Board Legacy
Awards Honoring Honoring Henry A. Millon & Giles Constable
From the early years of the Foundation’s Venetian program, noted scholars Henry A. Millon and Giles Constable served with great distinction on the Venetian Advisory Board (VAB) for the Delmas Foundation. This Board has significantly shaped the Foundation’s Venetian program through generously contributing advice and expertise over the decades. The program has been highly significant in expanding knowledge and awareness of the importance of Venice in the historical record. The Trustees have created two distinctions in honor of these fine scholars.
Henry A. Millon Award in Art and Architectural History
Upon Dr. Millon’s retirement from the VAB in 2015, the Foundation Trustees created the Henry A. Millon Award in Art and Architectural History. One recipient is selected annually from the U.S. applicant pool for the Venetian Research Program. Selection criteria emphasize distinguished work on issues of art and architecture in Venice and its surroundings. There is no separate application for this award.
Henry A. Millon (1927-2018) was an accomplished scholar of Renaissance and Baroque art and architecture. He graduated from Tulane University and received his Ph.D. from Harvard where he studied urban design, architecture, and art history. Millon taught at the Massachusetts Institute of Technology (1955-2003) where he co-founded the History, Theory, and Criticism section of the Department of Architecture and helped to make it one of the leading Ph.D. programs in the US. Millon’s contributions to the history of art were many and varied. An indefatigable author, editor and collaborator, he was founding dean of the Center for Advanced Studies at the National Gallery of Art (1979-2000) where he also played a major role in organizing important exhibitions, including the much celebrated “Renaissance architecture from Brunelleschi to Michaelangelo.”
Giles Constable Award
Professor Constable served on the VAB through 2020. Upon his passing, the Foundation Trustees created the Giles Constable Award. One recipient is selected annually from the U.S. applicant pool for the Venetian Research Program. There is no separate application for this award.
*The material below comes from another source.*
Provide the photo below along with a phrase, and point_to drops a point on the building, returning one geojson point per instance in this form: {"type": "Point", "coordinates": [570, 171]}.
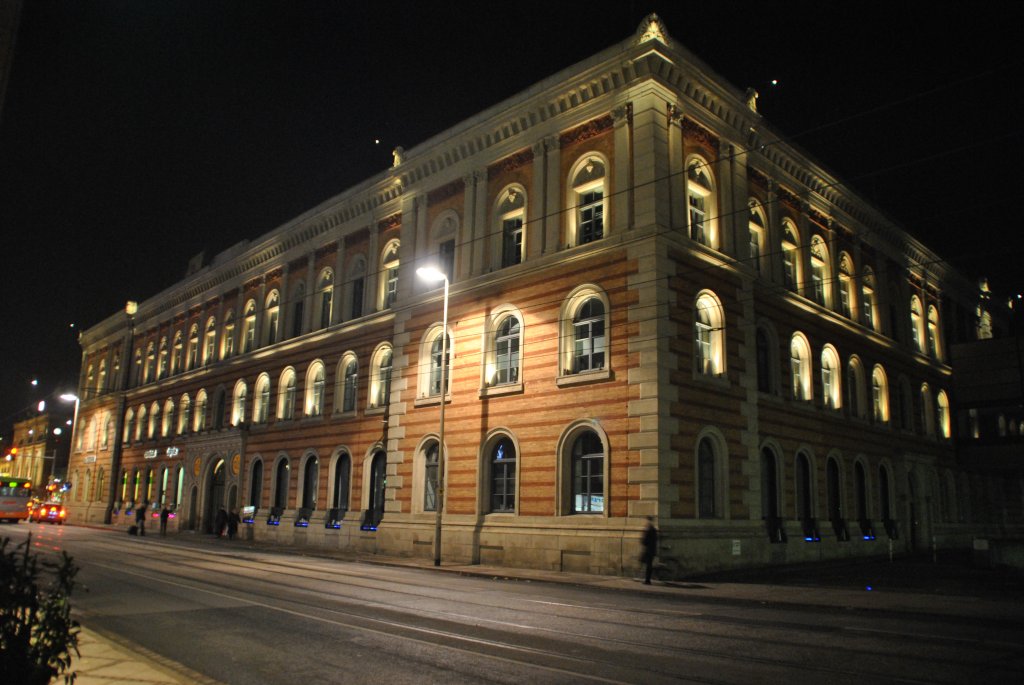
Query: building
{"type": "Point", "coordinates": [657, 307]}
Giles Constable (1929-2021), was a prolific author of more than twenty books on a wide array of medieval subjects including monastic tithes, Byzantium power, the 12th century reformation and crusades, the history of Cluny, and many more. Often described as a “giant” in his field, Constable attended Harvard University (A.B., 1950; Ph.D. 1957) and Cambridge University. He taught at the University of Iowa (1955-58) and Harvard (1958-1984), and directed the Dumbarton Oaks Research Library (1977 to 1984). Constable joined the faculty of the Institute of Advanced Study’s School for Historical Studies in 1985 and became Professor Emeritus in 2003. His many honors included a Guggenheim Fellowship and membership in the Institut de France, British Academy, and the Royal Historical Society.
About Past Trustees
George Labalme, Jr. (1927-2016) became a Trustee of the Foundation in 2002 after a long career in charitable fundraising and institutional philanthropy. In addition to his many other contributions as the Trustee overseeing the Foundation’s Humanities and Venetian Research Programs, he will be remembered for his wide knowledge of Venice acquired over decades of experience there. His many close relationships with Venetian cultural leaders and their institutions provided vital support for the Foundation’s mission. He retired as Trustee at the end of 2014.
Patricia Hochschild Labalme (1927-2002) served as a Trustee from the beginnings of the Foundation until her death in 2002. Dr. Labalme in many important ways shaped the work and goals of the foundation. Her intelligence, character, good judgment and grace set the tone for Foundation deliberations. Her life and achievements exemplified the salubrious effects of placing the humanities at the center of one’s life.
David H. Stam, Trustee Emeritus, participated in Mrs. Delmas’s early Venetian grants program and served as Trustee of the Foundation from its formal beginning in 1991 until his retirement in 2012. Dr. Stam brought to the Foundation long experience with research libraries and archives and shaped a program that emphasized making available unknown and inaccessible archival collections in the United States and Europe. This work was formally recognized by the New York Archivist’s Roundtable and from the Society of American archivists.